Por Fábio de Oliveira Ribeiro
Há mais ou menos dois anos publiquei aqui no GGN um texto demonstrando como evoluímos do princípio “Aos amigos, tudo; aos inimigos, os rigores da Lei” ao “Aos bandidos tudo; aos inimigos o simulacro da Lei”.
Volto ao assunto, porque uma nova evolução parece ter ocorrido. A mesma Justiça que autoriza a alguns prisioneiros dar entrevista na TV se recusou a permitir que Lula faça o mesmo. Curiosamente, Lula pode produzir artigos escritos que são publicados nos jornais de grande circulação.
No Brasil não deveria haver a prolação de decisões judiciais desligadas dos textos legais. A correlação entre o ato do juiz a norma legal escrita que ele faz aplicar é um imperativo categórico da validade e eficácia da ordem que ele proferiu. Não por acaso ele tem o dever funcional de “Cumprir e fazer cumprir, com independência, serenidade e exatidão, as disposições legais e os atos de ofício” (inciso I, do art. 35, da Lei Orgânica da Magistratura).
O juiz pode e deve interpretar a Lei. Mas ele deve fazer isso de uma maneira cuidadosa e, sobretudo, plausível.
“Um texto é um dispositivo concebido para produzir seu leitor-modelo. Repito que esse leitor não é o que faz a ‘única’ conjetura ‘certa’. Um texto pode prever um leitor-modelo com o direito de fazer infinitas conjeturas. O leitor empírico é apenas um agente que faz conjeturas sobre o tipo de leitor-modelo postulado pelo texto. Como a intenção do texto é basicamente a de produzir um leitor-modelo capaz de fazer conjeturas sobre ele, a iniciativa do leitor-modelo consiste em imaginar um autor-modelo que não é o empírico e que, no fim, coincide com a intenção do texto. Desse modo, mais do que um parâmetro a ser utilizado com a finalidade de validar a interpretação, o texto é um objeto que a interpretação constrói no decorrer do esforço circular de validar-se com base no que acaba sendo o seu resultado. Não tendo vergonha de admitir que estou definindo assim o antigo e ainda válido ‘círculo hermenêutico’.” (Interpretação e Superinterpretação, Umberto Eco, Martins Fontes, São Paulo, 2012, p. 75/76)

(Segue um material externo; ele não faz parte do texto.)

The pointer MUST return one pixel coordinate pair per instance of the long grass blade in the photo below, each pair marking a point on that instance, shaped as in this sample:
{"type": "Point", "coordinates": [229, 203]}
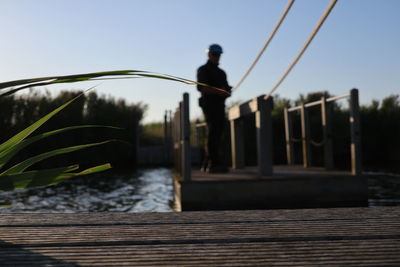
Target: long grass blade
{"type": "Point", "coordinates": [13, 141]}
{"type": "Point", "coordinates": [42, 177]}
{"type": "Point", "coordinates": [22, 166]}
{"type": "Point", "coordinates": [119, 74]}
{"type": "Point", "coordinates": [7, 154]}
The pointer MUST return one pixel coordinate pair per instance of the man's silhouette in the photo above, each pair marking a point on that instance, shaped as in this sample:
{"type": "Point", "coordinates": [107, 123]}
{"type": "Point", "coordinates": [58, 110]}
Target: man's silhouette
{"type": "Point", "coordinates": [212, 102]}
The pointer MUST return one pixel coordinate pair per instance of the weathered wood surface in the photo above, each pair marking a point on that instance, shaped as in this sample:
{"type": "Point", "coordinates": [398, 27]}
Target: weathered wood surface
{"type": "Point", "coordinates": [344, 237]}
{"type": "Point", "coordinates": [279, 171]}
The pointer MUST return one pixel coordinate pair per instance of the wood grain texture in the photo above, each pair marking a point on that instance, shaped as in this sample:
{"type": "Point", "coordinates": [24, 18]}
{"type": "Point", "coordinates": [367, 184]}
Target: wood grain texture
{"type": "Point", "coordinates": [344, 237]}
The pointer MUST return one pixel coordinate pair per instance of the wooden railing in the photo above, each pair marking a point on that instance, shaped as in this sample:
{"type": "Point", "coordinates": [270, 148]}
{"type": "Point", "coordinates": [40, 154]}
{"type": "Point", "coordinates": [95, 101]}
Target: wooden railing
{"type": "Point", "coordinates": [181, 138]}
{"type": "Point", "coordinates": [306, 141]}
{"type": "Point", "coordinates": [263, 123]}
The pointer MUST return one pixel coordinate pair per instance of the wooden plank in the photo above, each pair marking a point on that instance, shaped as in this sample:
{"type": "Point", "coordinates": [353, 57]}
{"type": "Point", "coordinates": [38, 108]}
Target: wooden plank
{"type": "Point", "coordinates": [313, 237]}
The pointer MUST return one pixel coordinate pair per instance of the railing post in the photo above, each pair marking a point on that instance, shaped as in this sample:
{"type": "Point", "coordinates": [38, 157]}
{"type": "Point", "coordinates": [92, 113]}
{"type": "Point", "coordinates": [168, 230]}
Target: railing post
{"type": "Point", "coordinates": [289, 136]}
{"type": "Point", "coordinates": [264, 136]}
{"type": "Point", "coordinates": [237, 143]}
{"type": "Point", "coordinates": [166, 138]}
{"type": "Point", "coordinates": [305, 135]}
{"type": "Point", "coordinates": [355, 133]}
{"type": "Point", "coordinates": [327, 133]}
{"type": "Point", "coordinates": [185, 139]}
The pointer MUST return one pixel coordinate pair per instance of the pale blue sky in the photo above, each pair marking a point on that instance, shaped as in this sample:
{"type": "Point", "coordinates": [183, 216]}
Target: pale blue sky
{"type": "Point", "coordinates": [358, 46]}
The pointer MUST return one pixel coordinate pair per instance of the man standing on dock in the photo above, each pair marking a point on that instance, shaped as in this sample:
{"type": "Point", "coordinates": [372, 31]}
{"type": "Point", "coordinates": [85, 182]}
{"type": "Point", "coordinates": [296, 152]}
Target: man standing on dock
{"type": "Point", "coordinates": [212, 102]}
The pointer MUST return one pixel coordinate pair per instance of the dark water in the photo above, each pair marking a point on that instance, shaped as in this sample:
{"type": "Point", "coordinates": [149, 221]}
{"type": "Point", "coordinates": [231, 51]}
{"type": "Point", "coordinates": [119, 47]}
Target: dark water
{"type": "Point", "coordinates": [383, 189]}
{"type": "Point", "coordinates": [143, 191]}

Se a Lei o proíbe o juiz de fazer algo ele não pode extrair dela um princípio diametralmente oposto (sua conjetura não se ajustaria ao leitor-modelo). Se a Lei concede aos cidadãos um direito, o juiz não pode colocar a Lei fora do alcance de alguém como se ele mesmo tivesse o poder de estabelecer as distinções entre as pessoas (o autor-modelo também disse que todos são iguais perante a Lei). Sobretudo, não compete ao juiz reescrever o texto legal. Ele aplica a norma geral e abstrata, não pode inventar uma norma específica para cada caso concreto durante o ato de decidir.

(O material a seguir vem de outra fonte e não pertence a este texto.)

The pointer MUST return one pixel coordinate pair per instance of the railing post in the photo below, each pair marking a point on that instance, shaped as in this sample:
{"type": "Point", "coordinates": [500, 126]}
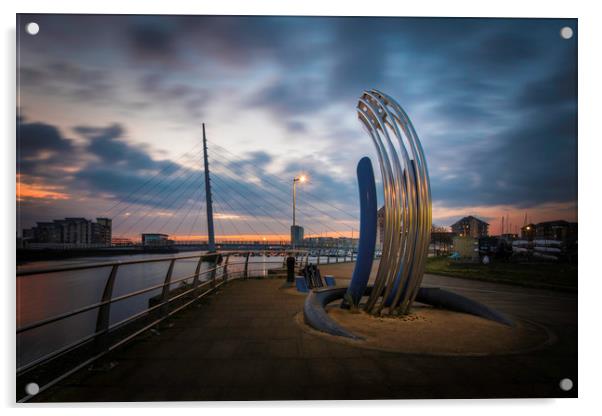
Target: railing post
{"type": "Point", "coordinates": [165, 292]}
{"type": "Point", "coordinates": [197, 272]}
{"type": "Point", "coordinates": [225, 269]}
{"type": "Point", "coordinates": [103, 319]}
{"type": "Point", "coordinates": [214, 271]}
{"type": "Point", "coordinates": [247, 265]}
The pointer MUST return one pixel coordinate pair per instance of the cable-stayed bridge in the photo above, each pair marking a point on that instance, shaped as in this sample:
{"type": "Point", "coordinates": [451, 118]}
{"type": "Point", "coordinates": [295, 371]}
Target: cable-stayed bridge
{"type": "Point", "coordinates": [205, 199]}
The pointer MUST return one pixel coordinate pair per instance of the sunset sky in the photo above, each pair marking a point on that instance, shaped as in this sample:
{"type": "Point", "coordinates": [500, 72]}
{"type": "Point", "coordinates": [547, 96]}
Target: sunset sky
{"type": "Point", "coordinates": [110, 111]}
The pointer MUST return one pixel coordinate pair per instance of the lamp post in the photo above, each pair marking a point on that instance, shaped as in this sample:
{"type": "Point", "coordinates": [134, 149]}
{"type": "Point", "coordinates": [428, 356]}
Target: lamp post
{"type": "Point", "coordinates": [300, 179]}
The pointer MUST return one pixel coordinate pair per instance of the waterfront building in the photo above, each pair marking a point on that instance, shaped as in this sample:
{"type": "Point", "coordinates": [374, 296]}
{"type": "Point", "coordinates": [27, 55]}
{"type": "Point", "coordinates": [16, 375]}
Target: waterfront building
{"type": "Point", "coordinates": [559, 230]}
{"type": "Point", "coordinates": [527, 232]}
{"type": "Point", "coordinates": [296, 235]}
{"type": "Point", "coordinates": [470, 227]}
{"type": "Point", "coordinates": [71, 232]}
{"type": "Point", "coordinates": [156, 240]}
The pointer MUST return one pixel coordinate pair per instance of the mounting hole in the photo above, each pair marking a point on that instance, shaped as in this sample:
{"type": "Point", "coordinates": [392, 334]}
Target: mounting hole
{"type": "Point", "coordinates": [566, 32]}
{"type": "Point", "coordinates": [32, 389]}
{"type": "Point", "coordinates": [32, 28]}
{"type": "Point", "coordinates": [566, 384]}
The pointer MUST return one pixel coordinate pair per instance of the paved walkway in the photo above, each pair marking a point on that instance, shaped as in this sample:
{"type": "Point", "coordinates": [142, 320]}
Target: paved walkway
{"type": "Point", "coordinates": [243, 343]}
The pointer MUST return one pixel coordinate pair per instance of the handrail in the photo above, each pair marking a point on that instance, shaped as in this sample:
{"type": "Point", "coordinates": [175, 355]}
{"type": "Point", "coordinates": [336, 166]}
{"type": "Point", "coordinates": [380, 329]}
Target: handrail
{"type": "Point", "coordinates": [137, 261]}
{"type": "Point", "coordinates": [105, 338]}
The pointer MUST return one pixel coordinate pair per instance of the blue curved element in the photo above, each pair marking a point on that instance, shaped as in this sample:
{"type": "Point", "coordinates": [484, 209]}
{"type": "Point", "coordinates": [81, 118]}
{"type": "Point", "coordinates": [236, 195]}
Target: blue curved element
{"type": "Point", "coordinates": [451, 301]}
{"type": "Point", "coordinates": [315, 315]}
{"type": "Point", "coordinates": [367, 243]}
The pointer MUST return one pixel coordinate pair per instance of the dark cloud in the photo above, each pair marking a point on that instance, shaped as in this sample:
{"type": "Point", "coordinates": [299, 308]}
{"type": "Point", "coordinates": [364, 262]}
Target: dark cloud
{"type": "Point", "coordinates": [41, 149]}
{"type": "Point", "coordinates": [68, 79]}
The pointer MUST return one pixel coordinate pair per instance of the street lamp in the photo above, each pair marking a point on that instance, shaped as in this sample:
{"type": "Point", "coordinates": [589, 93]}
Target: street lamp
{"type": "Point", "coordinates": [300, 179]}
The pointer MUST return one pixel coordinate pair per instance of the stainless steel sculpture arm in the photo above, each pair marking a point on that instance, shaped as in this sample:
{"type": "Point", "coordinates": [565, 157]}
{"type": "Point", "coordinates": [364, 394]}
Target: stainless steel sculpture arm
{"type": "Point", "coordinates": [408, 208]}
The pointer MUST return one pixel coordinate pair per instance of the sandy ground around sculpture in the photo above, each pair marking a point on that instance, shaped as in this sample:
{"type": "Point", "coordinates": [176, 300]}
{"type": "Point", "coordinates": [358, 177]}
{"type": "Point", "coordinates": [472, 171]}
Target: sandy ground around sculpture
{"type": "Point", "coordinates": [428, 330]}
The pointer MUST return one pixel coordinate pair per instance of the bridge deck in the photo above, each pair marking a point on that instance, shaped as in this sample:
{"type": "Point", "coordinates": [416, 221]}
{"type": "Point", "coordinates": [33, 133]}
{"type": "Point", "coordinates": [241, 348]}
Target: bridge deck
{"type": "Point", "coordinates": [244, 344]}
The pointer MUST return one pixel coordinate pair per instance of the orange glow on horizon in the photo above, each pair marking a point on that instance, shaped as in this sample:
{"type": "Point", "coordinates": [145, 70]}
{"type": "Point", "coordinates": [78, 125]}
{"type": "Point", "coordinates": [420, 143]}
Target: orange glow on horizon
{"type": "Point", "coordinates": [35, 191]}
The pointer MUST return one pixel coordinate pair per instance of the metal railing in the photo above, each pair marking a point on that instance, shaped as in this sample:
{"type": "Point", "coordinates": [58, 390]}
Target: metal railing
{"type": "Point", "coordinates": [106, 336]}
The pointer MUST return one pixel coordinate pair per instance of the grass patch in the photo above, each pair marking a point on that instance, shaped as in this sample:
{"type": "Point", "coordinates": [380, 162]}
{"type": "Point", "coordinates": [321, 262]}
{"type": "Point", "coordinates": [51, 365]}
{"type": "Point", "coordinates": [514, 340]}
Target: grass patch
{"type": "Point", "coordinates": [551, 275]}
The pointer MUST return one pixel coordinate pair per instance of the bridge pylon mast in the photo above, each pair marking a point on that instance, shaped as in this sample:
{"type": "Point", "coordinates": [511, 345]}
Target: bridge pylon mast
{"type": "Point", "coordinates": [208, 199]}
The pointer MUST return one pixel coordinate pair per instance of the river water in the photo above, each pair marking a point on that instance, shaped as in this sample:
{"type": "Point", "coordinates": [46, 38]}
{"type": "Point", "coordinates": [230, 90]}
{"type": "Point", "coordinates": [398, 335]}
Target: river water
{"type": "Point", "coordinates": [44, 295]}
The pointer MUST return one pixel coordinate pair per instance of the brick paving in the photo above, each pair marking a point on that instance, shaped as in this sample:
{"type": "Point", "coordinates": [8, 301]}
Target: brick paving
{"type": "Point", "coordinates": [243, 343]}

O Judiciário brasileiro, que já havia inventado um tipo penal para condenar o ex-presidente petista* inventa agora um regime especial de cumprimento de pena aplicável apenas à pessoa Lula. A seletividade na aplicação da Lei pressupõe que, durante sua aplicação, o texto legal é interpretado de alguma maneira. Não é isso o que nós estamos vendo. O regime prisional imposto ao ex-presidente do PT não é fruto de qualquer interpretação. Ele é uma criação que não obedece nenhum padrão definido. A imagem do ex-presidente preso está censurada, as palavras dele não.
Portanto, podemos concluir que o simulacro da Lei deixou de existir. O princípio que está em vigor agora é o seguinte “Em se tratando de Lula os juízes são inimigos da Lei”. Romancista prolífico, criativo, sofisticado e engenhoso, Umberto Eco poderia conceber uma obra prima se tivesse a oportunidade de se debruçar sobre o que os juízes brasileiros estão fazendo a si mesmos para, sequestrando Lula e sua imagem, poder retirar a soberania popular da equação democrática.
*A Lei aplicada no caso do Triplex prescreve que o réu teria que ter praticado um ato específico em troca de um benefício econômico; o processo revelou que a construtora tinha a posse e a propriedade do Triplex e o MPF não conseguiu provar o ato praticado por Lula para beneficiá-la.